In this case, to import a dataset in STATA we call the library
haven
and use the command read_stata
. The
details of this library can be found here.
In this library, we also have the command read_dta
to read
STATA files or the command read_sav
to read SPSS files. In
this example, if the file for Mexico in STATA format is in the working
directory, the code to load this file as a dataframe in R is
library(haven)
We call this dataframe “mex18”.
mex18 = read_stata("Mexico LAPOP AmericasBarometer 2019 v1.0_W.dta")
.
We have to take into account that we have to activate the library
with the command library
, before usign the command included
in this library. If we do not activate the library, the code gets an
error.
In the menu “Import Dataset” we can also load files from Excel using
the library readxl
and the command read_excel
.
Finally, we can also load files .txt using the library
readr
.
In the section about correlation, we work with data from the project Variaties of Democracy (or V-Dem). This data can be downloaded in the project´s web in .csv of .xls formats. If we download this data and save in the working directory with the name “v.dem.xlsx”, this data can de read as a new dataframe. Firstm we have to activate the library.
library(readxl)
Then, we read the file
vdem = read_excel("vdem.xlsx")
.
A general option to load datasets in RStudio is installing and using
a library called rio
. This library allows to import,
export, convert different types of data files, such as STATA, SPSS,
Excel, csv, SAS, RData, Minitab, dbf, among many more. For this website,
this library is useful because it allows to import dataset saved in
virtual repositories like GitHub.
Along these sections, we will use limited datasets of the 2018/19 wave for space issues. We will also use datasets in RData format, a native type of dataset in R, which is efficient in saving space. This allows to load the 2018/10 dataset with all variables.

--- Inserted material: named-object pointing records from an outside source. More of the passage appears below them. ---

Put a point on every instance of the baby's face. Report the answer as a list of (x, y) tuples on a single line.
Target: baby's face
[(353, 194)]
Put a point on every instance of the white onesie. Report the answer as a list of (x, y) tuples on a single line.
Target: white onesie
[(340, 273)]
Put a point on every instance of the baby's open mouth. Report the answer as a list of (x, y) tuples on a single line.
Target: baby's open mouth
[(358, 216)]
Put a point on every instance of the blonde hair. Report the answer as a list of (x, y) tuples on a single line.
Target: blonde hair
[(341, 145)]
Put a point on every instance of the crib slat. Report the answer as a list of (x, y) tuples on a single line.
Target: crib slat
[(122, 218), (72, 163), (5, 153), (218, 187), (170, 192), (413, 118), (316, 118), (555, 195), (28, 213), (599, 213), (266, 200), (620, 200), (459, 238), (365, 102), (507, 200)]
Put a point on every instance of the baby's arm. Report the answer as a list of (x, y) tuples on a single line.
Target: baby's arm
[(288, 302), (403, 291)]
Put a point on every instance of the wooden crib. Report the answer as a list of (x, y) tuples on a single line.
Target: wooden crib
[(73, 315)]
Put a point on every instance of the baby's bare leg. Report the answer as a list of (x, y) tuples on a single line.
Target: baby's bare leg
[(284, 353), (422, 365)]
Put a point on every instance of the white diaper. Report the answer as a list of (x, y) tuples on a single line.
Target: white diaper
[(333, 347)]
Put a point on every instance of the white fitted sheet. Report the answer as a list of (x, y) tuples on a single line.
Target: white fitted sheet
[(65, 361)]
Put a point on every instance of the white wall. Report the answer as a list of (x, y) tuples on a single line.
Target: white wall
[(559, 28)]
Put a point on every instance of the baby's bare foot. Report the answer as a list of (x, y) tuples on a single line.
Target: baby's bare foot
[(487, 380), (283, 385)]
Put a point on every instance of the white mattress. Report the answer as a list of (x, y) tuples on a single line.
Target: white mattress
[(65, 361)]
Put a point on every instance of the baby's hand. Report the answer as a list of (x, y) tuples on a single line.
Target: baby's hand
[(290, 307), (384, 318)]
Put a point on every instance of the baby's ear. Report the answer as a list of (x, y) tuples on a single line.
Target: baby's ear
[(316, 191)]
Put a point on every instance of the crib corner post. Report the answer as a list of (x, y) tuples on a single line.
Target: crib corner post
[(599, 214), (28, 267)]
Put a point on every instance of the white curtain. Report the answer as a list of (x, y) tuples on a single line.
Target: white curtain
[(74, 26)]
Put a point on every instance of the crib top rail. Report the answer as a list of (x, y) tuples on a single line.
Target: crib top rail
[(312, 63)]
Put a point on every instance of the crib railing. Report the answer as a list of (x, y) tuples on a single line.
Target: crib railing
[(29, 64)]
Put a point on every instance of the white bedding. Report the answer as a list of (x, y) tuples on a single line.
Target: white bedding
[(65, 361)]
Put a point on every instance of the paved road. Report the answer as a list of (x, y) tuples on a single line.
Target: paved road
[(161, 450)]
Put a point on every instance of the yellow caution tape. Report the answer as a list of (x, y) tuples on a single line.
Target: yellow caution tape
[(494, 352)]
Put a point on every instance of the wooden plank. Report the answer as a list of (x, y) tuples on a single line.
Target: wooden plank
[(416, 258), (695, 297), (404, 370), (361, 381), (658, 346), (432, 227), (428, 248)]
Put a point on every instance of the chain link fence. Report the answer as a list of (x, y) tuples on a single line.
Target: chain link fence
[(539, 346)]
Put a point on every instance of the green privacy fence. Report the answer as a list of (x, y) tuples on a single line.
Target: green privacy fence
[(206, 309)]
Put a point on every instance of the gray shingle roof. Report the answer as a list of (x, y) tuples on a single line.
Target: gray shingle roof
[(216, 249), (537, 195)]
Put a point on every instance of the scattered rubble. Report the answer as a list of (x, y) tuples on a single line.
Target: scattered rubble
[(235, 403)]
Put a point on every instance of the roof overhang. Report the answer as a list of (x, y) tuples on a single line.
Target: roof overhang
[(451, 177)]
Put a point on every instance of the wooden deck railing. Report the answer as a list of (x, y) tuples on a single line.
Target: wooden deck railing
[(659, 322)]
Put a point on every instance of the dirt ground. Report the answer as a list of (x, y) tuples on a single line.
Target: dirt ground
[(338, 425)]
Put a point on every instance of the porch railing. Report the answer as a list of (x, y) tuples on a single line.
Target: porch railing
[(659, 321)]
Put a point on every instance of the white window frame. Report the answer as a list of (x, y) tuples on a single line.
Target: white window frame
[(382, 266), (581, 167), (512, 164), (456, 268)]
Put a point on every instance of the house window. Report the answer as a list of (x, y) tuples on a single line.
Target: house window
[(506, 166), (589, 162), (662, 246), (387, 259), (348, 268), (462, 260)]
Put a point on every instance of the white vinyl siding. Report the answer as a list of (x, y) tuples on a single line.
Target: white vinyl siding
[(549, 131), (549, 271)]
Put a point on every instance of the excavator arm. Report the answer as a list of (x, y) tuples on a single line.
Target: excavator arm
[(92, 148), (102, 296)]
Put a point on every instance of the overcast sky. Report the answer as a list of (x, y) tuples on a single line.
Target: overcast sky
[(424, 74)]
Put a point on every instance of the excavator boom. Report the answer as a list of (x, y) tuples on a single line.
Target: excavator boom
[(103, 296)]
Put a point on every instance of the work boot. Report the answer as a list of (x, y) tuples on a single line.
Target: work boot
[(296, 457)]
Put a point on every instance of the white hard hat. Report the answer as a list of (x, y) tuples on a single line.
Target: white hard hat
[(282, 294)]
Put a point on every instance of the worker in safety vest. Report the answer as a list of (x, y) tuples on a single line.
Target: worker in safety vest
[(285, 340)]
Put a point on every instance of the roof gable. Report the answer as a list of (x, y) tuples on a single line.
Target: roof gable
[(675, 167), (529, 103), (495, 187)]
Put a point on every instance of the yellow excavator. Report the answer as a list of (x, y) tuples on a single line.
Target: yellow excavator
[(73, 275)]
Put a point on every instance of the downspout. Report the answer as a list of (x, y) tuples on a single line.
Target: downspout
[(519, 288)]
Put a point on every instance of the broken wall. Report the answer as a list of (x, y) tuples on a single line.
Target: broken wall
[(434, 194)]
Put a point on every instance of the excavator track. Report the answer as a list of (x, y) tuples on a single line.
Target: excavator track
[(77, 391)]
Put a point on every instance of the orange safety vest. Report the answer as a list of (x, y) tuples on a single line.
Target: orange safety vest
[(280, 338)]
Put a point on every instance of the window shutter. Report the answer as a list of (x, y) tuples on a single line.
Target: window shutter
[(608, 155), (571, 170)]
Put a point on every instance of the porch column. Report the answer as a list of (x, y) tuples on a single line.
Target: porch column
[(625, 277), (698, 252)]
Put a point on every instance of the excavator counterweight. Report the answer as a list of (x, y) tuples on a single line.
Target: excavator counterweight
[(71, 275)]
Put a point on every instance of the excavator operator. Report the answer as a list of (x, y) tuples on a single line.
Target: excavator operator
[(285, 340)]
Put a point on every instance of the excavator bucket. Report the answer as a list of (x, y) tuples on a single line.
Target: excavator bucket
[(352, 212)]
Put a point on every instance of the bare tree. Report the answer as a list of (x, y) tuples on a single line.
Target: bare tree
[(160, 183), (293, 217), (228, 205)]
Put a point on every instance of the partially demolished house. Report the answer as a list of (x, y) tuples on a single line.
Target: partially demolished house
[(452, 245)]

These datasets are stored in a repository called “materials_ede” in the LAPOP account in GitHub. From this point, we are going to use code that anyone can replicate.
For example, to load a limited version of the dataset of the 2018/19
wave, stored in GitHub in SPSS format, we can activate library
rio
and import this remote dataset with the command
import
.
#install.packages("rio") You should use this code if rio is not installed yet
library(rio)
lapop18 = import("https://raw.github.com/lapop-central/materials_edu/main/LAPOP_AB_Merge_2018_v1.0.sav")
Once this code run, we see a dataset appears in the Environment. This dataset includes 31,050 observations and 84 variables.
In the same manner, we can use the library rio
to call a
complete dataset, in RData format, with the same commando. This new
dataset is saved in a dataframe called “lapop18v2”.
lapop18v2 = import("https://raw.github.com/lapop-central/materials_edu/main/lapop18.RData")
This new dataset has 28,042 observations (because it does not include USA and Canada) and 1,369 variables.
In this section, we have briefly explained how to download
AmericasBarometer datasets, either a complete wave dataset or a dataset
of a particular country. Then, we have explained how to define a project
in RStudio and how to define a working directory. It is in the working
directory where downloaded datasets shoul be saved to be able to import
then in RStudio. We can import datasets using the library
haven
or the library rio
. With these
libraries, we can import multiple formats, including STATA, SPSS, csv,
formats in which we can download AmericasBarometer datasets.